You assume it’s part of rehearsing every single Broadway musical, bar none. But in the two years Spencer Liff spent working on the current reimagining of the Tony-winning
Spring Awakening,
he never uttered the words “five, six, seven, eight.” He couldn’t—the highly praised revival, which opened in Los Angeles in the fall of 2014 and moved to Broadway this past September, is a production of Deaf West Theatre, and half the actor
s cannot hear.

Still, this new version of the 2006 musical, adapted from Frank Wedekind’s audacious and controversial 1891 German play about adolescent sexuality and adult angst, features full-out numbers—performers sign Steven Sater’s impassioned lyrics in unison and move around the stage to Duncan Sheik’s catchy rock music in complex patterns, all without counting. They stay together by means of extensive visual and tactile cues devised by Liff and the director, Michael Arden. A hearing actor, for example, might cue a deaf one by nodding his head on a given beat; a subtle pat from a hearing performer can serve the same purpose. There are a myriad such clues, invisible to the audience. It’s all come a long way, Liff says, from the early days in the rehearsal studio, “with the hearing kids on one side and the deaf kids on another and everyone terrified of each other.”

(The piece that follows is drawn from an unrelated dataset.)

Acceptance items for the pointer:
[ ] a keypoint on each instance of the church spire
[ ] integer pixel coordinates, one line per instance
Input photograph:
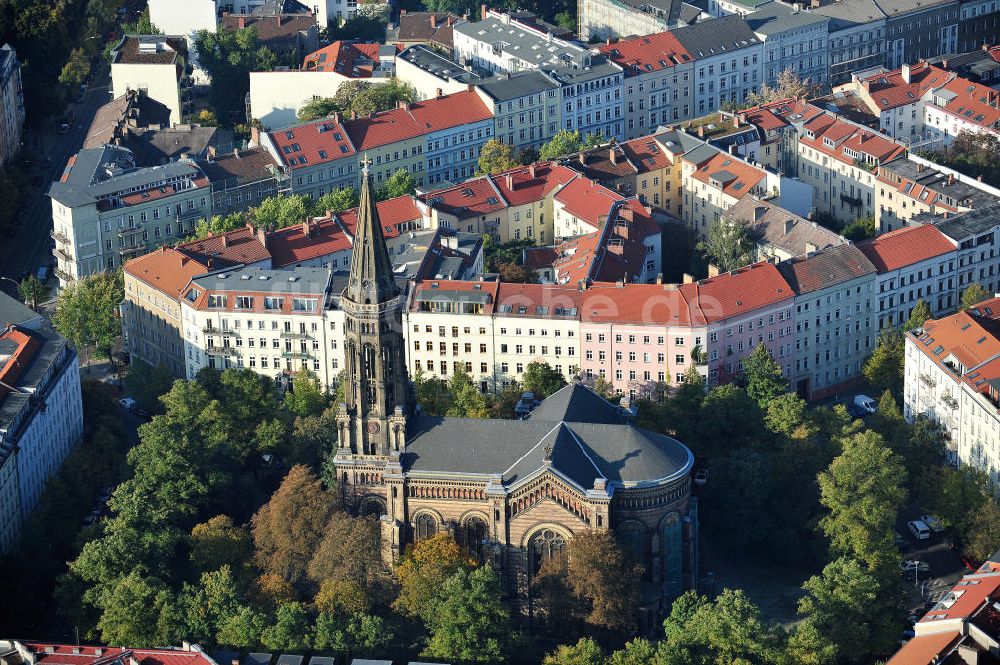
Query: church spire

Liff makes no bones about the fact that he was at first among the terrified. “I don’t think anything I had done prepared me for working in this environment,” he says. “I just had to learn so much!” And he had to solve problems he’d never run across before, either as an Astaire Award dancer (
Cry-Baby
), an Emmy-nominated television choreographer (“So You Think You Can Dance”) or as a Broadway choreographer (he staged Hedwig and the Angry Inch). Although his associate, Alexandria Wailes, could both read lips and sign, he had to learn to communicate with the cast on his own. He had to be certain that the signs used onstage fit the music and looked interesting enough as pure movement for hearing audiences while remaining legible to the deaf. He had to find a visual way to indicate to them that a book scene had transitioned to a sung one. He had to choreograph with and around a performer in a wheelchair. And he had to choreograph with and around the balance problems that often accompany deafness.

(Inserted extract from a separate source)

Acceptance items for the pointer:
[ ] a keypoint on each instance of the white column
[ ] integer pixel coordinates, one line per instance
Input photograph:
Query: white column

Thanks to his dance training, Liff says, he picked up signs quickly, winning the admiration of the American Sign Language team working with him. “It is like steps with your hands,” he says. But translating the show’s book and lyrics was not simply a matter of substituting a sign for a word—not if the show was to retain the poetry and metaphor of Sater’s language. Moreover, Liff says, “there are probably six signs that could have been chosen almost for every given word. And one sign can mean six different things.” He points out that the book scenes use standard, “sort of old-world” signs, while the songs are signed in “more modern, younger, sort of slang signs.”

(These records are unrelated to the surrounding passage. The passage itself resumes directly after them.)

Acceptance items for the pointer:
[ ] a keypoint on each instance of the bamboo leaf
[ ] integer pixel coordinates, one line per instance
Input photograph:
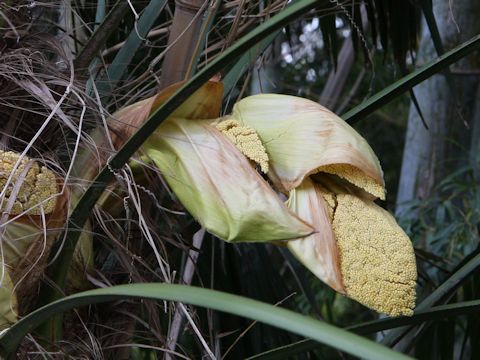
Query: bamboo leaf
(101, 34)
(83, 209)
(124, 57)
(391, 92)
(233, 304)
(443, 291)
(436, 313)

He was constantly negotiating with the ASL team to see how far he could “push” the signs toward dance. “We couldn’t just turn it all into big ballet arms and turns,” he explains, “because I was working within the confines of an actual language.” The result, beautiful as it is, includes very little in the way of conventional dance footwork. “If I was choreographing a hearing production of Spring Awakening, I wouldn’t put dance steps in the show,” Liff notes. “This show doesn’t call for it. These kids don’t kick and turn. That’s not how they tell their stories.” And, he adds, “I’ve gone to a place where I’m not afraid to be simple. I have seven years on a TV show of the most kicks and turns you could do in 90 seconds. I know I’m capable of that.” When he did opt for moves that “felt more like dance,” he found they looked “very out of place, and they were also very hard for us to do and do together.” Ultimately, he says, the choreography is steeped in the signs, heightened to “look the most like dance they could.”